Judge Erwood frowned. “That reasoning, Mr. Mason, is predicated entirely upon your belief in whatever story the defendant may have told you. If you propose to base your alibi on evidence of this kind, you are wasting your time.

“For all the Court knows, Meridith Borden could have been talking with the defendant, George Ansley, in the photographic studio. Borden might have been taking George Ansley’s picture.

“I am assuming that the defendant is prepared to testify that his interview took place in the study, but this Court would pay absolutely no attention to such testimony. A jury might or might not believe the defendant. As far as this Court is concerned, on a preliminary examination where it appears that a murder has been committed with the murder weapon found in the defendant’s possession, the Court is certainly not going to take the defendant’s unsupported word as proof that he was not in the room where the murder was committed.”

“I understand that, Your Honor,” Mason said, “and I am not asking the Court to take his word. I would, however, like to ask the deputy district attorney if it isn’t true that there was evidence in the studio that certain photographs had been taken that evening. If so, I wish to have those photographs produced in evidence.”

Drew said testily, “We don’t have to disclose all our evidence to the defense.”
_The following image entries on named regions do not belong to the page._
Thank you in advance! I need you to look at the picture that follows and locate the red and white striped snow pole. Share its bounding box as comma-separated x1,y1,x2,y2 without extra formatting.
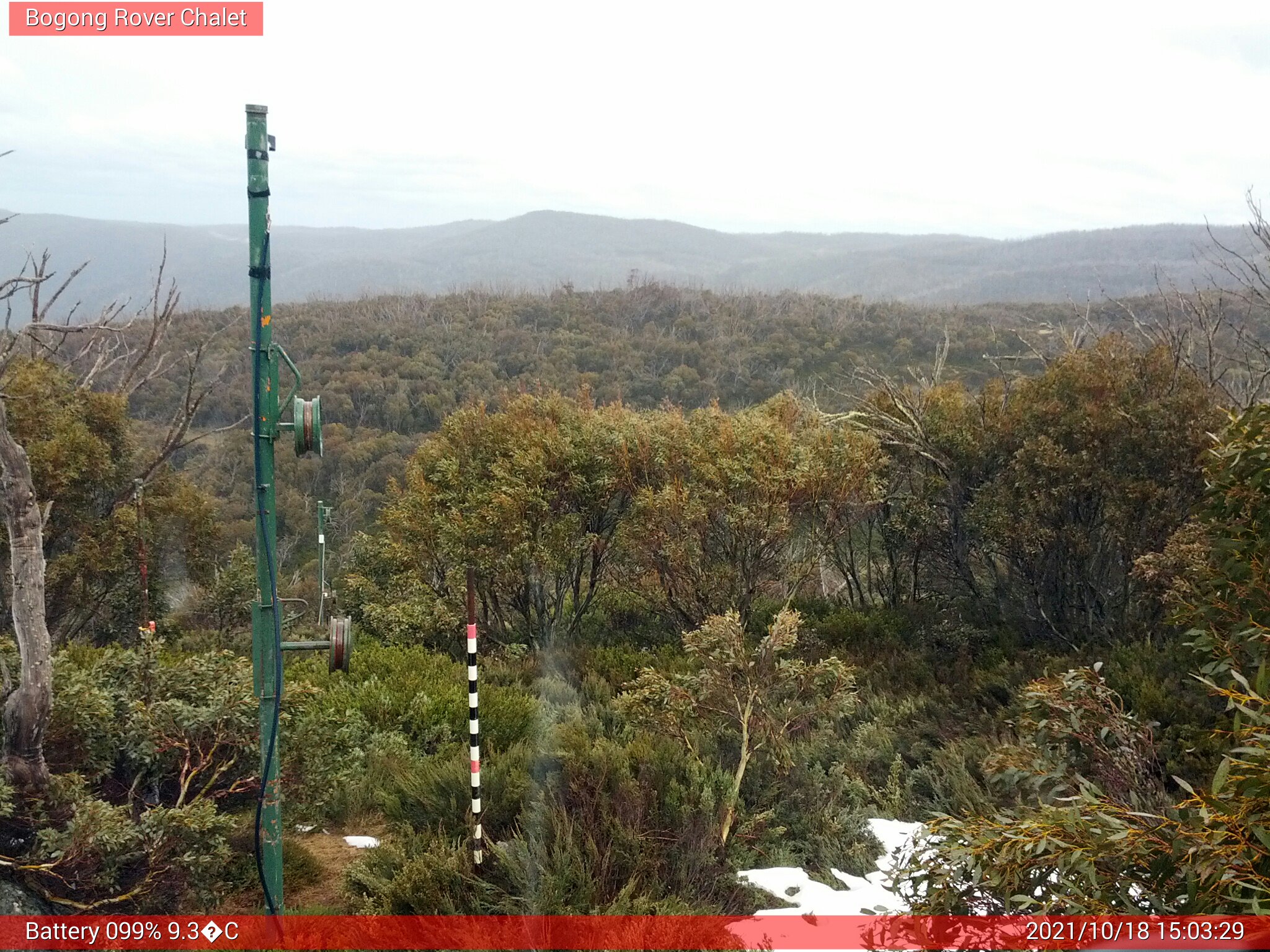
468,567,484,866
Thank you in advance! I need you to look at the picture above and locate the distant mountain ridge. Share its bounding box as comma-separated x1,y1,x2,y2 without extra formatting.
0,211,1248,310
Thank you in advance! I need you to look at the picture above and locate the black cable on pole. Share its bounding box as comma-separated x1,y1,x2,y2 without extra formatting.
252,229,282,915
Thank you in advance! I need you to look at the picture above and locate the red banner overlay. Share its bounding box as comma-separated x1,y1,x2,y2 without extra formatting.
0,915,1270,951
9,0,264,37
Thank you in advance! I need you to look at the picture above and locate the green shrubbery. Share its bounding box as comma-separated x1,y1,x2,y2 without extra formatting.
0,638,250,910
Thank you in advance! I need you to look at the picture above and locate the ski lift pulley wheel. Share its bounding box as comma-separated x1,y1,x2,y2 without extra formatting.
291,396,321,456
327,614,353,674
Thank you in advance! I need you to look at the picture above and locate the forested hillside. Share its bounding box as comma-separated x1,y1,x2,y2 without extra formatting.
0,211,1251,311
0,257,1270,913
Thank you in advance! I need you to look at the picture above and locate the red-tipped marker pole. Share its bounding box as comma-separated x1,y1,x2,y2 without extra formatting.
468,567,484,866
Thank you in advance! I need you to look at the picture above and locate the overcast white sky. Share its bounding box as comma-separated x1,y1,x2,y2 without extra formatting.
0,0,1270,236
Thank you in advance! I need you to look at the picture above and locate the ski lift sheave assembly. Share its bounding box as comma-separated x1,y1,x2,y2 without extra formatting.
245,105,353,915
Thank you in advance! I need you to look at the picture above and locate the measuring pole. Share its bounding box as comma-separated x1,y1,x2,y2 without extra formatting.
468,567,485,866
132,480,150,632
318,499,332,627
246,105,282,914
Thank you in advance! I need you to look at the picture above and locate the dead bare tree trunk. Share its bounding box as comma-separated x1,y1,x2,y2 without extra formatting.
0,397,53,795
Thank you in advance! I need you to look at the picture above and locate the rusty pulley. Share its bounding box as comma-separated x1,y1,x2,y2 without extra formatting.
327,614,353,674
291,396,321,456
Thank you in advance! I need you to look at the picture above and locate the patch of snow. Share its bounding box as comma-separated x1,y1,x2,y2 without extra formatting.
738,819,922,915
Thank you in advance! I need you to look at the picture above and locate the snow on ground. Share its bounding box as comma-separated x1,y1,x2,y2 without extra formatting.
738,819,922,915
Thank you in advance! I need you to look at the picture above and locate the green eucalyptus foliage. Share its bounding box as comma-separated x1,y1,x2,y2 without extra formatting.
899,406,1270,914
“But were there no exposed plates?” Mason asked. “Nothing, perhaps, in the camera?”

“There were exposed plates,” Drew said, “and there was an exposed plate in the camera; but there is no indication as to when the plate was exposed.”

“If the Court please,” Mason said, “I feel that some of this can be connected up. If those exposed films have not been developed, I feel that they should be developed so that we can see what is on them.”

“Have those films been developed?” Judge Erwood asked Sam Drew.

“They have, Your Honor.”

“I take it,” Judge Erwood said, “that if there were photographs of the defendant, those films or prints made from those films would have been introduced in evidence.”

“That is quite correct,” Drew said testily. “The decedent, at the time of his death, was carrying on a camera contest with some of his cronies. They were having a somewhat good-natured contest to see who could get the best calendar-girl photograph. It is our opinion that the films which were in the camera had been photographed either during the day or during the preceding day. We don’t feel that there was any significance attached to Mr. Borden’s presence in the photographic studio, except that he probably went there to get these films out of the camera and develop the exposed films which he had. He probably was rather anxious to get started on his work in this contest.”